Ipswich Borough Council first proposed redeveloping Lloyds Avenue in December 2020. Nearly six years on, and five years after securing funding, it still cannot say when work will begin.

Lloyds Avenue: Approved, funded...still waiting
Cover image by Oliver Rouane-Williams

Walk under Lloyd's Arch today, and little has changed since the council first revealed its plans to improve it. In fact, the only thing that has changed is the goalposts.

It is a familiar occurrence in Ipswich, where regeneration promises have repeatedly taken longer, and delivered less, than residents were told to expect.

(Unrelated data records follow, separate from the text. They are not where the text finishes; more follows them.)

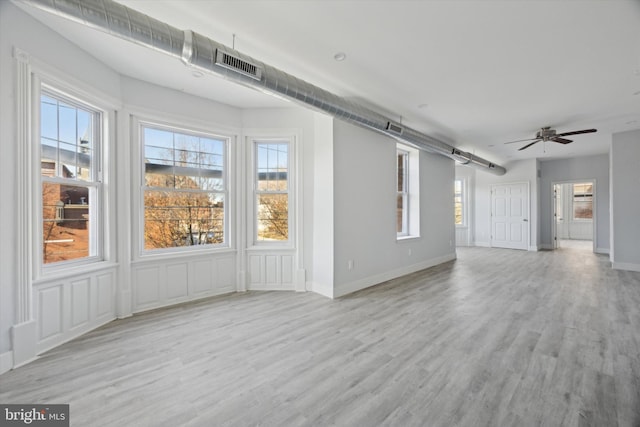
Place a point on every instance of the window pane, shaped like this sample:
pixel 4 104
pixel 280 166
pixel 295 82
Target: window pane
pixel 67 147
pixel 401 171
pixel 583 201
pixel 65 222
pixel 273 217
pixel 67 140
pixel 175 219
pixel 457 202
pixel 400 217
pixel 272 167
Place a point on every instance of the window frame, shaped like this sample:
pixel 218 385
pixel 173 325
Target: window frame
pixel 255 192
pixel 190 129
pixel 463 201
pixel 410 193
pixel 96 186
pixel 583 195
pixel 402 193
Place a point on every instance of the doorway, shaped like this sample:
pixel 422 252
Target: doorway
pixel 574 215
pixel 510 216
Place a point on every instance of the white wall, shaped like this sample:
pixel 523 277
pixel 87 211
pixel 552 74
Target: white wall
pixel 592 168
pixel 625 200
pixel 44 48
pixel 365 211
pixel 520 171
pixel 320 279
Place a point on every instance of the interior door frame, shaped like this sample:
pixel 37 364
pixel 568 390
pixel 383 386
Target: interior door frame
pixel 527 211
pixel 554 228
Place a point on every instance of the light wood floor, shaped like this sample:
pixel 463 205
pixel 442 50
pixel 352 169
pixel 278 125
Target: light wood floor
pixel 496 338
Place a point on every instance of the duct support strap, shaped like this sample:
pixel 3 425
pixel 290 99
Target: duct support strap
pixel 203 53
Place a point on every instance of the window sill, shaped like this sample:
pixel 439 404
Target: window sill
pixel 406 238
pixel 64 272
pixel 179 254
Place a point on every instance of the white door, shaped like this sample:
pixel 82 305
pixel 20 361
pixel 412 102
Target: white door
pixel 510 216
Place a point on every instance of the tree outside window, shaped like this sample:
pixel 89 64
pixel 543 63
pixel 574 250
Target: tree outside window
pixel 272 191
pixel 583 201
pixel 184 189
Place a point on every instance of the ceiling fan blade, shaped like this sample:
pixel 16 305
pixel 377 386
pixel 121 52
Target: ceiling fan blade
pixel 529 145
pixel 577 132
pixel 561 140
pixel 521 140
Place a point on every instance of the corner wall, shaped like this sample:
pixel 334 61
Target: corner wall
pixel 625 203
pixel 365 235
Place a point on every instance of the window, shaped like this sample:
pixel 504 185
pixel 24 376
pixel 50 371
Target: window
pixel 272 191
pixel 583 201
pixel 184 188
pixel 407 192
pixel 458 197
pixel 70 172
pixel 402 196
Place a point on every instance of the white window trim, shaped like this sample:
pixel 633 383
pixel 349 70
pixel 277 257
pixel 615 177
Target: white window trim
pixel 464 201
pixel 252 242
pixel 139 119
pixel 103 207
pixel 412 181
pixel 572 200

Six years, no spades in the ground

The story of the Lloyds Avenue redevelopment did not begin in 2024 when designs were revealed. It was named alongside Arras Square and Majors Corner in the Ipswich Investment Plan submitted to government by the Ipswich Town Deal Board in December 2020.

Lloyd's Avenue arch in Ipswich town centre (Photo: Oliver Rouane-Williams/Ipswich.co.uk)

That bid, seeking nearly £29m across 12 projects, included a shared £3m public realm improvements project covering all three sites, with £1.5m requested from the Towns Fund and a further £1.5m committed by the council itself, conditional on that Towns Fund money being secured. Ipswich was awarded its Towns Fund allocation in 2021.

The council did not unveil concept designs specifically for the Lloyds Avenue scheme until July 2024. They ran a public consultation between Thursday, 5 September and Sunday, 29 September 2024. The scheme – now costed at £1.4m, and covering wider footways, new planters and landscaping, alongside a refurbished Lloyds Arch with digital screens and improved lighting – was approved by the Planning and Development Committee on Wednesday, 2 April 2025.

The scheme did not pass without opposition – a small group of taxi drivers and disability campaigners warned that halving the rank from 21 to 11 spaces would leave elderly and disabled passengers struggling – but pass it did.

Construction was expected to begin late 2025, then at the beginning of 2026, but was delayed after issues were found with the substrate beneath the footpaths.

So when will work actually start?

The council says Suffolk Highways has now approved the scheme, allowing a contractor to fix its design and price and book road space to confirm start and finish dates. Once a start date is confirmed, works are expected to take around eight months.

The council also says the Traffic Regulation Order needed to formally implement the taxi rank changes will not be finalised until after the works are complete, meaning the argument that dominated 2025 will still not be settled when building work eventually begins.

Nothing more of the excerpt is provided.